Der frühere Sportvorstand Hasan Salihamidzic, der vor drei Jahren eiskalt abserviert wurde, kennt das alles. "Ich musste das auch durchmachen. Beim FC Bayern musst du mit allem rechnen, besonders wenn Uli Hoeneß, Karl-Heinz Rummenigge und Herbert Hainer da sind. Es gibt immer ein Interview, das du nicht erwartest", sagte Salihamidzic bei Sport1.

Im mächtigen Aufsichtsrat gilt angeblich der frühere Vorstandschef Karl-Heinz Rummenigge als größter Eberl-Kritiker. Immer wieder wurden dem Sportvorstand in den vergangenen Monaten mangelnde Kommunikation, aber auch zu teure Vertragsverlängerungen zum Vorwurf gemacht. Andererseits kann sich Eberl die Verpflichtungen von Erfolgsgarant Kompany oder Topstars wie Michael Olise oder Luis Díaz auf die Fahne schreiben. Deshalb räumte auch Hoeneß ein, dass Eberl ein Manager sei, "der hier einen großen Anteil an unserem Erfolg dieser Saison hat".

Über die Zukunft von Eberl kann frühestens ab dem 1. Juli verhandelt werden, weil Verträge mit Vorständen erst ein Jahr vor Ablauf verlängert werden können. Im August tagt der Aufsichtsrat um Hoeneß und Rummenigge.

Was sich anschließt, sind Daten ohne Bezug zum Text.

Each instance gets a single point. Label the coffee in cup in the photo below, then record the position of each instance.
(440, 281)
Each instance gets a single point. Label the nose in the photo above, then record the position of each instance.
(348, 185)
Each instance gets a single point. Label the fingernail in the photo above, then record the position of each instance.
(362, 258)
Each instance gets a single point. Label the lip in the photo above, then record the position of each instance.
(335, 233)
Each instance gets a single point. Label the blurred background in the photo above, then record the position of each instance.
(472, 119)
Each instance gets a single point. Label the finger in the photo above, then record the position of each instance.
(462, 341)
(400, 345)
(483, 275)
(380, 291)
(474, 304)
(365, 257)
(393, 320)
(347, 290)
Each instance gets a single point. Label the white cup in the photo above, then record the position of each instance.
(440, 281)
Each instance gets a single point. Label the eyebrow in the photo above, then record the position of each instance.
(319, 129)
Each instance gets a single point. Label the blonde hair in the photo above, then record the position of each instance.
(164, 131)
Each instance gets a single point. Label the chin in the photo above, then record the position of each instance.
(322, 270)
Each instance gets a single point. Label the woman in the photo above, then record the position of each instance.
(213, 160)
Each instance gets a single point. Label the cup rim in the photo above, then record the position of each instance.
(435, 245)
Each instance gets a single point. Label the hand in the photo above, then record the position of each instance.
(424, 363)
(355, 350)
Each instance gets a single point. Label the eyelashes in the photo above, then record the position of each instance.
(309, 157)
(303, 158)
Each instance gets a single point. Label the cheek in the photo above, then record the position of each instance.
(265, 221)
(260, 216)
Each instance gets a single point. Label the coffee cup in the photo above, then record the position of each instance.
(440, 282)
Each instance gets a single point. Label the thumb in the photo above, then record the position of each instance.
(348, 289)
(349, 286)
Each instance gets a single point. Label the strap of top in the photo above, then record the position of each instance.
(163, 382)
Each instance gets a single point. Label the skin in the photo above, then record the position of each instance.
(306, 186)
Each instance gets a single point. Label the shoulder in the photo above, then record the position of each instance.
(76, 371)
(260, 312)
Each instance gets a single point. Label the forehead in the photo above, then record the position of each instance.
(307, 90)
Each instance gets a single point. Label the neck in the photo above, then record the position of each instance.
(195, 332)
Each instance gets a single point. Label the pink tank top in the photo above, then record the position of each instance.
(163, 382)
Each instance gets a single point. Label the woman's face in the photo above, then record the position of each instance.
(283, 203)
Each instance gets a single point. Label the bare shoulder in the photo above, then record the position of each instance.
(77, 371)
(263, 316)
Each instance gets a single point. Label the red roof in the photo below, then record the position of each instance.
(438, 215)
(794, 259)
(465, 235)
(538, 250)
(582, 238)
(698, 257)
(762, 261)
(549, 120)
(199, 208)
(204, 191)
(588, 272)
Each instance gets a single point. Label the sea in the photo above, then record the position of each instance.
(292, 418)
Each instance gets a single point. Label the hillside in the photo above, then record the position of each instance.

Goretzka sieht rosige Bayern-Zukunft

Für Pokal-Held Kane, Joshua Kimmich und Co. war das Theater der Bosse jedoch ganz weit weg. In der Berliner Eventlocation Kraftwerk neben einer riesigen Kakadu-Statue und im In-Club Soho-House begossen die Münchner Stars den 21. Pokalsieg und das 14. Double bis 6.30 Uhr am Sonntagmorgen ausgiebig.

Das große Ziel bleibt allerdings der Champions-League-Titel, erst recht nach dem knappen Halbfinalaus gegen Paris Saint-Germain. Er habe "keinen Zweifel", betonte Leon Goretzka bei seinem Abschied, dass die Bayern "das schaffen können, wenn die Mannschaft wirklich so bestehen bleibt und vor allem auch der Trainer seinen Weg weiter durchzieht".

Kompany freute sich jedoch zunächst auf fast zwei Monate Pause, der WM sei Dank. "Vielleicht", sagte der unermüdliche Coach mit einem Schmunzeln, habe er da "mal die Zeit, mir Gedanken zu machen, was in den nächsten zwölf Monaten passieren muss, damit die Mannschaft den nächsten Schritt macht". Klar ist: "Die Jungs sind hungrig. Nächste Saison müssen wir es wieder zeigen." Ungeachtet aller Nebengeräusche.